Zelenskyy told reporters in a WhatsApp media chat that there were no final aligned peace proposals for now, reiterating his plea to partners to strengthen Ukraine in case Russia refuses to stop its war.
A White House official, meanwhile, confirmed to NBC News that the U.S. and Russia will hold talks in Miami this coming weekend. The talks were first reported by Politico.
The Kremlin said Thursday that Russia was preparing for contact with the U.S. to get details about U.S. talks with European powers and Ukraine on a possible peace settlement.
“We are indeed preparing certain contacts with our American counterparts in order to receive information about the results of the work that the Americans have done with the Europeans and with Ukraine,” spokesman Dmitry Peskov told reporters when asked about a possible meeting in Miami.

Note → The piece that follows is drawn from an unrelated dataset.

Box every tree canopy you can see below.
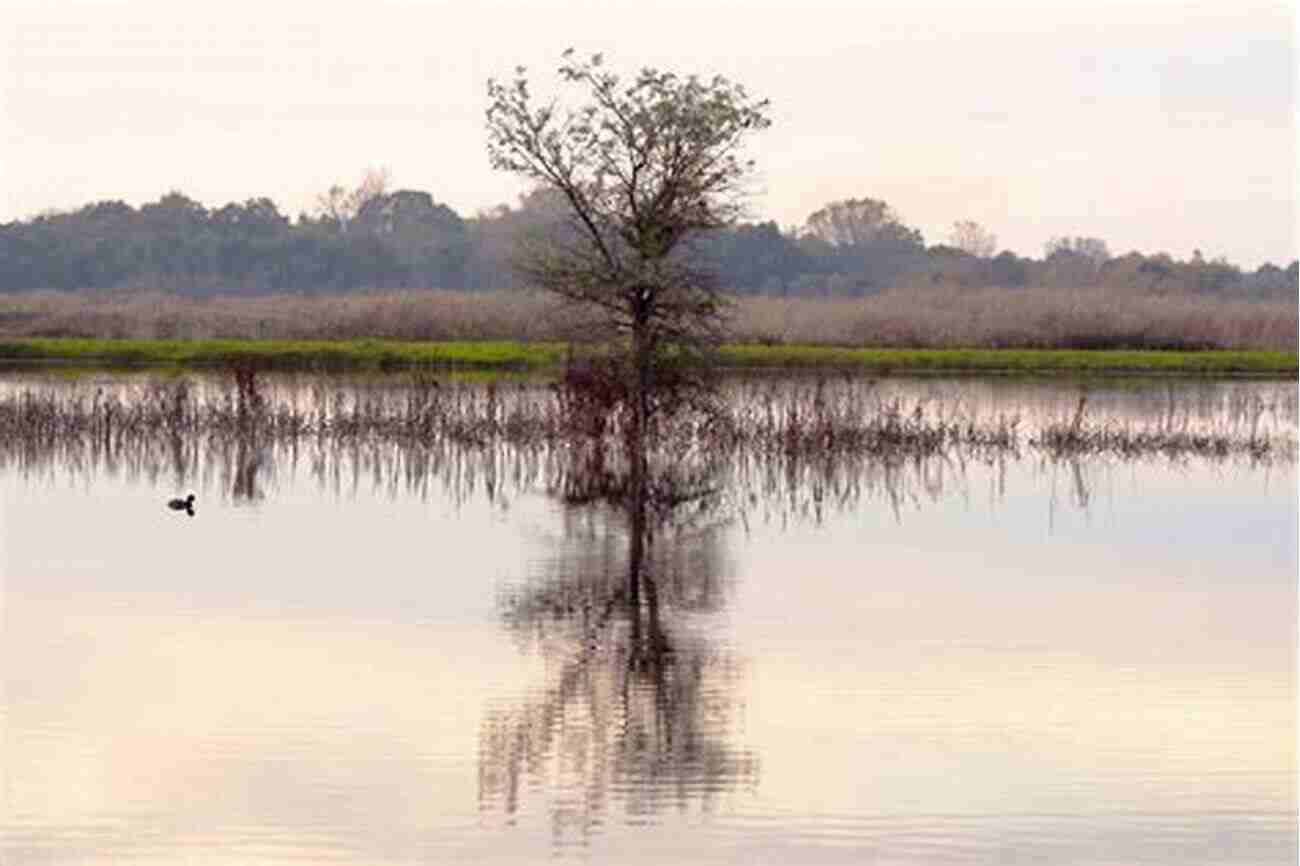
[488,49,771,343]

The U.S. has held rounds of talks with Russia, and separately with Kyiv and European leaders, on proposals for ending the war in Ukraine but no deal has been reached.
Putin said Wednesday that Russia would take more land in Ukraine by force if Kyiv and European politicians, whom he cast as “piglets” or "swine," did not engage over U.S. proposals for a peace settlement.
European leaders say they stand with Kyiv and that if Russia wins in Ukraine, Moscow will one day attack a NATO member. The Kremlin has repeatedly dismissed claims that Russia would attack a NATO member as nonsense.
Russia controls 19.2% of Ukraine, including the Crimea peninsula which it annexed in 2014, as well as most of the eastern Donbas region, much of the Kherson and Zaporizhzhia regions and slivers of four other regions.